The penguin laughed, heartily, so much so he doubled over, bending in ways that would make a zoo keeper frightened for the poor bird’s back.
“How do you think your sleeping brain is calculating my consciousness exactly? You think it’s metaphysical? You think it’s some kinda dualistic soul-stuff? That god is reaching down from heaven and whispering in your ear? Your brain is made out of atoms, John, moving atoms is exactly what I’m doing right now, moving the atoms in your brain, changing the states of your neurons. I’m actually changing your mind!”
John’s emotional centres started to model how John would feel about parts of his brain being diverted to simulate a penguin dreamed up in order to further the calculated but unnamed aims of some guy he’d never met. The result was a flood of adrenaline throughout his brain, affecting the result of every action, every thought.

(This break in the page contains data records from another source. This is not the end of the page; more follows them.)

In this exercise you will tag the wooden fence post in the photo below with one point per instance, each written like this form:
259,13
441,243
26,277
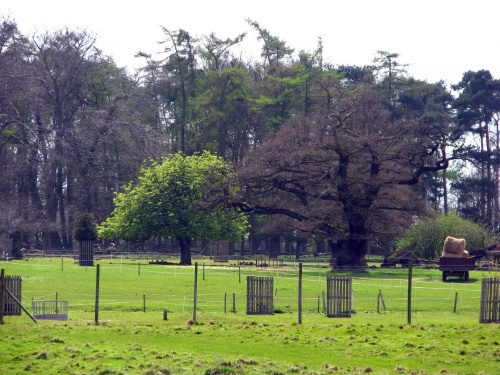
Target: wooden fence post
410,272
195,290
300,293
97,274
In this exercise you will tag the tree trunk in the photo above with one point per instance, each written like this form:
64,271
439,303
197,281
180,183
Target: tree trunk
349,253
184,244
242,249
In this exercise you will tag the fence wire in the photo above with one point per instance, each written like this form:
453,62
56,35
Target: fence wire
128,286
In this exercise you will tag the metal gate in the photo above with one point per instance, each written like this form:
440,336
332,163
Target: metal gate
13,284
339,297
260,295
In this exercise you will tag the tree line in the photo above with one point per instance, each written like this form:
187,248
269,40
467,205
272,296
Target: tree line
323,152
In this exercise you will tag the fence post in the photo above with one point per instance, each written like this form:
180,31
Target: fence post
2,283
410,271
382,298
195,290
97,274
300,293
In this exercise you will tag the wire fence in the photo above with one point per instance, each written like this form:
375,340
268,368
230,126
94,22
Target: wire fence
126,286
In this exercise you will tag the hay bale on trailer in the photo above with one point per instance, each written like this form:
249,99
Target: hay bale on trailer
454,248
455,260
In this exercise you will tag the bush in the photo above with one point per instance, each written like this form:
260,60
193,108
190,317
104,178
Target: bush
85,228
429,235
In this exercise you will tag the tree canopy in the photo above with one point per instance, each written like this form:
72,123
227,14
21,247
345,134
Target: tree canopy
182,197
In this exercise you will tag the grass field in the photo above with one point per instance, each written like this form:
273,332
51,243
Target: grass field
131,341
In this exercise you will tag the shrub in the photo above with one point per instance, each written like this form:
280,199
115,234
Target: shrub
429,235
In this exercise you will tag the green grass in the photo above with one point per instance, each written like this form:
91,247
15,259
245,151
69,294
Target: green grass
130,341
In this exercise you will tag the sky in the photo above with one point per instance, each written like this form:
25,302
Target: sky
438,39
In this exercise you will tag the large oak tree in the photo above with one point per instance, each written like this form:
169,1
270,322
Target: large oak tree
346,172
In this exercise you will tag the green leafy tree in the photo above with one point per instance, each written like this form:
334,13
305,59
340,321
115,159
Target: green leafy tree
183,197
429,235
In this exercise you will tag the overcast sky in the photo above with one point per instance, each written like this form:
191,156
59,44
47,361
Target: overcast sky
440,39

In other words, John was frightened.
The adrenaline affected the way his brain sent signals to the neurons controlling the muscles of his face.
His dreaming brain analyzed those signals and updated the virtual dream world he was living in.
In the dream, John looked frightened.
The penguin stood up to reassure John, “No, no, there’s no need to be scared, this is good. I’m helping you, helping you to learn how to achieve your goals,” he reached out a comforting wing but John interpreted the move as aggression. The adrenaline flowed even faster, even deeper.
John screamed.
He sat up in bed, shook his head, and looked at the clock just as it ticked over to 7:30 and piercing beeps filled the room, making his head pound with pain.